Jennifer Rubin is unhappy that the Obama administration has refrained from more fully intervening in Syria's insurgency:
The inaction of this administration is a disgrace. It may have no domestic political repercussions (foreign policy is not uppermost in voters’ minds), but it has horrendous ramifications for the Syrian people. And someday, a future president will perhaps go to the U.S. Holocaust museum to decry how “this evil was allowed to happen.” The answer: The United States had a president who couldn’t be bothered to do more than make self-serving speeches.
It's odd that U.S. presidents are expected to apologize and feel ashamed for the massacres they had somehow failed to prevent, yet apologizing for bona-fide instances of U.S. atrocities (or U.S.-assisted massacres) is a disgrace.
As for the matter at hand: Turning Syria into a proxy-war theater between the U.S. and Iran would also have horrendous ramifications for the Syrian people. So would a drawn-out civil or sectarian war. You could understand someone coming to the conclusion that aiding Syria's rebels would avoid the worst of these outcomes or that such bloodshed is the price to pay to hem in Iran if they would honestly grapple with these possibilities, but Rubin blithely ignores them altogether.
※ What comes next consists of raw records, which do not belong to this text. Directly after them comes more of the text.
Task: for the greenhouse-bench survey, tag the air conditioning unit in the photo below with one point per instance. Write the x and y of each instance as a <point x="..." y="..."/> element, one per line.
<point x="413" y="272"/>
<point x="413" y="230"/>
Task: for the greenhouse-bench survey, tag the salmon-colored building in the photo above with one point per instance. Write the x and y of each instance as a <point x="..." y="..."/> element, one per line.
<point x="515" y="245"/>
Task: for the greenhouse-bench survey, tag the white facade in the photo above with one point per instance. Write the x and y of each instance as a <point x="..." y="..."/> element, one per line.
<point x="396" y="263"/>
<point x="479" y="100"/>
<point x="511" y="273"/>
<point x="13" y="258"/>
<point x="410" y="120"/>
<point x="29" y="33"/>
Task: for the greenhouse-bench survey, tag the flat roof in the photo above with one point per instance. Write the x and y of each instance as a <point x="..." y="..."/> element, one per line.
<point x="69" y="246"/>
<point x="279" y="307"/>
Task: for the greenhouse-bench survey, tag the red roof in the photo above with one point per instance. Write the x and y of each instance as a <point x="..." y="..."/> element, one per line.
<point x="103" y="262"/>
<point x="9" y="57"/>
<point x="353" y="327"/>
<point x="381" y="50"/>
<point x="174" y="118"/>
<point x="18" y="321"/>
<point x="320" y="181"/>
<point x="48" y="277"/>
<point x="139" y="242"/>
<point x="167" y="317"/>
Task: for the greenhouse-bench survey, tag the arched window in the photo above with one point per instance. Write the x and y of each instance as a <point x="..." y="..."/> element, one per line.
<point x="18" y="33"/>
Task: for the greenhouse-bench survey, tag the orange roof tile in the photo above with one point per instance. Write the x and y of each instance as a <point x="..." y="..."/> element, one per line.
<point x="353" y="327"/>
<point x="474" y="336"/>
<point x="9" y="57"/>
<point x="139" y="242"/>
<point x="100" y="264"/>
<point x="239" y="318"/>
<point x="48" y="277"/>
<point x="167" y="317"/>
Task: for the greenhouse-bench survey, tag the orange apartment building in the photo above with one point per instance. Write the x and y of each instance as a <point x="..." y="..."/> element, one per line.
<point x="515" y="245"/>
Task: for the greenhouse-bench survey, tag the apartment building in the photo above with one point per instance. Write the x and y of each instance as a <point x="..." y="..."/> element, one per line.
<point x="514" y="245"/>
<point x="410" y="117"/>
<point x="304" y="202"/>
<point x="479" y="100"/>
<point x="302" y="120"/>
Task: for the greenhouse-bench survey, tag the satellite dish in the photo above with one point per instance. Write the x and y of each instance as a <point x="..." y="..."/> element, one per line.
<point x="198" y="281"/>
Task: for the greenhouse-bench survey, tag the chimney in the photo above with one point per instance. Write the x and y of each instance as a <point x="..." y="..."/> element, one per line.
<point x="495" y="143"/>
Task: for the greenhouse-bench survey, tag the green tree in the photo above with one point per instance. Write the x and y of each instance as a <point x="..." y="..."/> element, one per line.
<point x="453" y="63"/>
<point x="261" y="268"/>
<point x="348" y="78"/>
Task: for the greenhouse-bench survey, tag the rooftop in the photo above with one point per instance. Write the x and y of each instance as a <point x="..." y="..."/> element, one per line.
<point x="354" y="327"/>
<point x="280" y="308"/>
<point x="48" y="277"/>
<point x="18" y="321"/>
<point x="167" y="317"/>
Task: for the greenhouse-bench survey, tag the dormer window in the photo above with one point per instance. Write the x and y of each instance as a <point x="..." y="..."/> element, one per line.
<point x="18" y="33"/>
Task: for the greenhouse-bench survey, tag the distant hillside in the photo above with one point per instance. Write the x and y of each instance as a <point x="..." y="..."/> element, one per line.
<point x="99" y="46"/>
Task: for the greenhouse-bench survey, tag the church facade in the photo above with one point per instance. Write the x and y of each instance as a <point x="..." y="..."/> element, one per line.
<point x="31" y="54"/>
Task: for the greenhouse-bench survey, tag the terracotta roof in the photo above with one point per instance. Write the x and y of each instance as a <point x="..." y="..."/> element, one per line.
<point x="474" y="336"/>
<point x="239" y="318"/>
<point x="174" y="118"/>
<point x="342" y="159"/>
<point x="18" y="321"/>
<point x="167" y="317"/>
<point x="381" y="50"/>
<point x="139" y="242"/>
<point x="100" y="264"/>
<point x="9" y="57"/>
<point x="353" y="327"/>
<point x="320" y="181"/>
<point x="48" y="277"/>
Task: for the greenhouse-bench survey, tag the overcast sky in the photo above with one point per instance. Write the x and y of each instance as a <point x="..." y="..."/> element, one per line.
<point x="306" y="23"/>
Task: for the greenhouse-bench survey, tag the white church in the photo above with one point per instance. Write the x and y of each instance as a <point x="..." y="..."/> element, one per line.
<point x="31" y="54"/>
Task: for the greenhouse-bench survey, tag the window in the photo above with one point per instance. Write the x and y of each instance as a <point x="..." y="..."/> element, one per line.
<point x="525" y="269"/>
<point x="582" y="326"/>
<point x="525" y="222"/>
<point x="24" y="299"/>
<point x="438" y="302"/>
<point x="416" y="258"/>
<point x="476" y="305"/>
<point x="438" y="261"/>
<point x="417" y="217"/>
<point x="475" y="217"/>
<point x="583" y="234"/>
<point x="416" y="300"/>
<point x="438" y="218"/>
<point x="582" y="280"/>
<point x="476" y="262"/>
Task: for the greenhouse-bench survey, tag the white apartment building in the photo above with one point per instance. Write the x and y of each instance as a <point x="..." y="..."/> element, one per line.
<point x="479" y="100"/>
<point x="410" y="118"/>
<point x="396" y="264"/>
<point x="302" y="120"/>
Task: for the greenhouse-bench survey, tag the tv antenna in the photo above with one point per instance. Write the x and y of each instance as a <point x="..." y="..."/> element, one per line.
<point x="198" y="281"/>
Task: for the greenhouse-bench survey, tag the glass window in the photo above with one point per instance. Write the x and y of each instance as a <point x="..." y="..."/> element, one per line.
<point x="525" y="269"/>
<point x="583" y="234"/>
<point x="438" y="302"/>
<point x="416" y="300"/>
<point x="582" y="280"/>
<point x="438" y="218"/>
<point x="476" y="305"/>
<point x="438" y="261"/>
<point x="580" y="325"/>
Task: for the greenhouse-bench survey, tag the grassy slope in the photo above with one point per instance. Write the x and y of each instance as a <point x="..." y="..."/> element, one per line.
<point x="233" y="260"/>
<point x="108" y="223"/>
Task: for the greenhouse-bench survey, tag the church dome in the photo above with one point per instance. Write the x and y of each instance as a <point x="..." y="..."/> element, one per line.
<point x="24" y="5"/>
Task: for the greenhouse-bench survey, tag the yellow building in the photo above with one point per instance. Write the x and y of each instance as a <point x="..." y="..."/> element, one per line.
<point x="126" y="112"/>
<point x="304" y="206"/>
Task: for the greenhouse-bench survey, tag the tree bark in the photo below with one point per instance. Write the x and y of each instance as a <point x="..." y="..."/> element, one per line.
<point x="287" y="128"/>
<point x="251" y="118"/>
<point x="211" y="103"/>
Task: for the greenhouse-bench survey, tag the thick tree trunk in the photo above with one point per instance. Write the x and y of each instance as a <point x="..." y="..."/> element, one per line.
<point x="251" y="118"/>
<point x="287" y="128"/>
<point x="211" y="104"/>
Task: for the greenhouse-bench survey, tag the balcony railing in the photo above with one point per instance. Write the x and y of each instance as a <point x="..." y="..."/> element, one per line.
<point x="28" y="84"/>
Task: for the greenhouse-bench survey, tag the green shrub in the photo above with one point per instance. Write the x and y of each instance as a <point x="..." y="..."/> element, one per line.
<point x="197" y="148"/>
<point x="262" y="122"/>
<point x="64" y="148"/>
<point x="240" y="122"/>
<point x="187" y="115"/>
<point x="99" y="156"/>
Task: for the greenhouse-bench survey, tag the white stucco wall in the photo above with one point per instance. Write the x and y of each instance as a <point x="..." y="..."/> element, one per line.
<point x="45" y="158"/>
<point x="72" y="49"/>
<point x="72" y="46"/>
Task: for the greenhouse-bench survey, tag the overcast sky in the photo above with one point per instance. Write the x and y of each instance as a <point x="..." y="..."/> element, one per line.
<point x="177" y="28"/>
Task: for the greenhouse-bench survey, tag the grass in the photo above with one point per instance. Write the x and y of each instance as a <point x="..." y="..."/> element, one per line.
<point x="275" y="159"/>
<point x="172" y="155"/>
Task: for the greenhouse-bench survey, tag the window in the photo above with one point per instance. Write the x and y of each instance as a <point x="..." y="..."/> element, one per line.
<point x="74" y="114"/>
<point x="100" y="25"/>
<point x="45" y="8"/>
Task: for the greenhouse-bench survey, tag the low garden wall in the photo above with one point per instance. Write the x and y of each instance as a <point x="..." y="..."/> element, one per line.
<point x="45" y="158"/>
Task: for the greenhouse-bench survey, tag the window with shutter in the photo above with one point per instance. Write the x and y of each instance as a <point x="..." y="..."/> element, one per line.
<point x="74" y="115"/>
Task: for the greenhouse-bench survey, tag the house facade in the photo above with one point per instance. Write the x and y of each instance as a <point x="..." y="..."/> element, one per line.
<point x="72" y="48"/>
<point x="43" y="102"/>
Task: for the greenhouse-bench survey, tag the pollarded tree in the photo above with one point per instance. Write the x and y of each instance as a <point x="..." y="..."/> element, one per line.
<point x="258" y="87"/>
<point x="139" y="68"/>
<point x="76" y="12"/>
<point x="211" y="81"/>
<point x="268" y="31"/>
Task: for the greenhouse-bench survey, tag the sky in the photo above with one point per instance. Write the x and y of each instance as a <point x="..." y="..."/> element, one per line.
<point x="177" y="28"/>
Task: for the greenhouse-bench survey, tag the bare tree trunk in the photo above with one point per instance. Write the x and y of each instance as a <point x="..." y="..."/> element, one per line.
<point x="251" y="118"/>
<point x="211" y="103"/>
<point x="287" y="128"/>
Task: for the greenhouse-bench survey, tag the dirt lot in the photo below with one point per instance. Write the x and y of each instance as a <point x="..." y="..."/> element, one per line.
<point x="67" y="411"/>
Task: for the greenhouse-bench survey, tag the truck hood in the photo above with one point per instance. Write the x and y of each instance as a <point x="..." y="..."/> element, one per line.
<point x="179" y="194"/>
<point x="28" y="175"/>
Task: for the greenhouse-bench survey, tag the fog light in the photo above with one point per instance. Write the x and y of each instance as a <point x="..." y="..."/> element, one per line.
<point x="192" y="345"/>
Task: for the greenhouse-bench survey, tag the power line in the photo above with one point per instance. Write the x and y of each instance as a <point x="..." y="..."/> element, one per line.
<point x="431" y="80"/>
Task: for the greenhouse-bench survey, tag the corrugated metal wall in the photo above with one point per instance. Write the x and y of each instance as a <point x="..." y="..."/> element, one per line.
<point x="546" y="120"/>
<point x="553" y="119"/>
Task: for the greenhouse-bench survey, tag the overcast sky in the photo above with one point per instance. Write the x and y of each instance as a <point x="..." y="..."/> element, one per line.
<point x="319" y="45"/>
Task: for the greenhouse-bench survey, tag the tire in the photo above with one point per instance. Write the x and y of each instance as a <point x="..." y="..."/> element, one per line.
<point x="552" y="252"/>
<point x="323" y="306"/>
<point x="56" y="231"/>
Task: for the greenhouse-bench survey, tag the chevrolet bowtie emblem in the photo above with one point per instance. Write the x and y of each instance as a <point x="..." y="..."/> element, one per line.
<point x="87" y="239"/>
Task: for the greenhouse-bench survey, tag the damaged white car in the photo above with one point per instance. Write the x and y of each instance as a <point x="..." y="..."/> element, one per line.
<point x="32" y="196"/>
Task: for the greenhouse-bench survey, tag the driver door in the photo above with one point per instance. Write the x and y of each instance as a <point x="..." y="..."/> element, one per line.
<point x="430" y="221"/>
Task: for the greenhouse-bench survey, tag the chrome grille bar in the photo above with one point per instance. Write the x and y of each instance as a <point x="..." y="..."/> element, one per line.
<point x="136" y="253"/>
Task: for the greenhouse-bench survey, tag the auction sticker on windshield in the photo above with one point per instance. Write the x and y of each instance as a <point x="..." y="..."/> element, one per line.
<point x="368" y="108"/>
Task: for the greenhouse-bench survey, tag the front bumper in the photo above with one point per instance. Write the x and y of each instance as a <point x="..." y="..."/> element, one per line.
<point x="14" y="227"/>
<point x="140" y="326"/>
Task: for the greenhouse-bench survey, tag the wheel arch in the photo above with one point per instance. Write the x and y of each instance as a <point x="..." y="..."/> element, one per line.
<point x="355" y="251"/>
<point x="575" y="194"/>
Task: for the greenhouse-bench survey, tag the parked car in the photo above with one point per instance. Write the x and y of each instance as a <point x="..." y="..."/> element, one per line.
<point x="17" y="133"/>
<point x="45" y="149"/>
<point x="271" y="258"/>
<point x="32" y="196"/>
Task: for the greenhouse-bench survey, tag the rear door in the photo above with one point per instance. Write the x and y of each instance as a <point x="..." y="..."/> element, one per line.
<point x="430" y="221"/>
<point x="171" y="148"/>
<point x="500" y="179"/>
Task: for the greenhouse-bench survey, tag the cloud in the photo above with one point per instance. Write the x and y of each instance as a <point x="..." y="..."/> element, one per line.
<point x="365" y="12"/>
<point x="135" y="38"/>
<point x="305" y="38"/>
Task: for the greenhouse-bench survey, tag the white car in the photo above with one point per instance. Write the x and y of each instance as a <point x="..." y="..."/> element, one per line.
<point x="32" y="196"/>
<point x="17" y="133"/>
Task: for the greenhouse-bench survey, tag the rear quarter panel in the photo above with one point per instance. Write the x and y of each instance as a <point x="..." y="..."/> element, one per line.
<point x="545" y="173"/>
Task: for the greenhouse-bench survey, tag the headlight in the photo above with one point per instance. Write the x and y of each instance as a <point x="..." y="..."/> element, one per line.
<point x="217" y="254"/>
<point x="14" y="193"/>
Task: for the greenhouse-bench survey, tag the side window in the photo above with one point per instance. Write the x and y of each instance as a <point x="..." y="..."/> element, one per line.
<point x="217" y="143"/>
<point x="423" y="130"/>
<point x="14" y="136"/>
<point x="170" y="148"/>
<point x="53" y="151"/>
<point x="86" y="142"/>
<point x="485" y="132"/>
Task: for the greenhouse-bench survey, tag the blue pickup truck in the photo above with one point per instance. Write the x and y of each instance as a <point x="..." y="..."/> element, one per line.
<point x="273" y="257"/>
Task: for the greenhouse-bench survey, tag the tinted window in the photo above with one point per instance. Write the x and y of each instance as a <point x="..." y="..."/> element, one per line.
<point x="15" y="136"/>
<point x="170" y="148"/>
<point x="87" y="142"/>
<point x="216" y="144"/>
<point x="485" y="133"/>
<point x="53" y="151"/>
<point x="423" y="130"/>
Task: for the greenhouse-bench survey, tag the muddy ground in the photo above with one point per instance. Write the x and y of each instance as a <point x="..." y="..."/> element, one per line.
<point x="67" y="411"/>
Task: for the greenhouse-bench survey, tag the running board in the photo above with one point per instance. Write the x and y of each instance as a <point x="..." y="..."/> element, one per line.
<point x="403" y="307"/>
Instead, the only route to salvation for the Syrian people is a period of intense civil war that topples the government, followed by the installation - as if by magic - of a new, more enlightened regime. Easy!
What certainly won't happen, in Rubin's mind, is a replay of Iraq, Afghanistan or Libya, where the U.S. toppled a regime only to watch insurgency, civil war or institutional disarray take hold. I wish I were so optimistic.